4.4. Voorts is uit de beantwoording door Elsenburg van de aan hem door partijen bij brief van 9 november 2011 voorgelegde nadere vragen gebleken dat Elsenburg vóór het uitbrengen van het definitieve rapport heeft gevraagd om een toelichting met betrekking tot het gebruik van doorlichting bij het plaatsen van de proefcage, maar dat deze toelichting op dat moment (ook) niet is gegeven.
4.5. Nu met betrekking tot het gebruik van doorlichting tijdens de operatie geen duidelijkheid is verschaft, heeft Elsenburg in zijn definitieve rapport van 30 september 2010 een voorbehoud gemaakt, in die zin dat hij heeft geconcludeerd dat sprake is van verwijtbaar handelen indien tijdens het plaatsen van de proefcage niet continu is doorlicht. Met betrekking tot het doorschieten van de proefcage heeft Elsenburg gesteld dat dit vermeld had dienen te worden in het operatieverslag. Hierbij heeft hij – nu op dit punt evenmin opheldering is verschaft – opgemerkt dat niet geheel duidelijk is of de te diepe plaatsing tijdens de operatie wel is opgemerkt.

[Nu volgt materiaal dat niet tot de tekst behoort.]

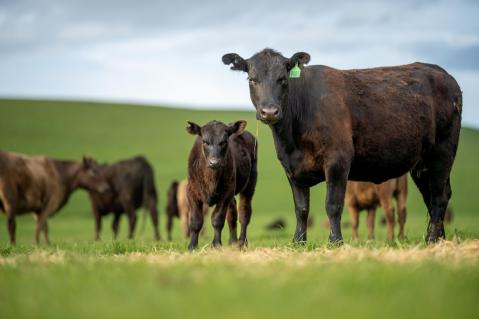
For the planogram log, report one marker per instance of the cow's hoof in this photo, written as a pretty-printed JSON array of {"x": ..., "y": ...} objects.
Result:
[
  {"x": 435, "y": 233},
  {"x": 242, "y": 244},
  {"x": 216, "y": 244},
  {"x": 335, "y": 241}
]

4.6. Vervolgens hebben [verzoeker 2] en [verweerder 3] alsnog verklaringen afgelegd met betrekking tot het gebruik van doorlichting tijdens de operatie en het doorschieten van de proefcage. Hierdoor is na het uitbrengen van het definitieve deskundigenrapport nieuwe en relevante informatie beschikbaar gekomen, welke informatie aan Elsenburg is voorgelegd. Naar aanleiding hiervan heeft Elsenburg bij brief van 2 januari 2012 onder meer geconcludeerd dat de operatie op zich lege artis is uitgevoerd en dat het doorschieten van de proefcage niet als kunstfout kan worden aangemerkt.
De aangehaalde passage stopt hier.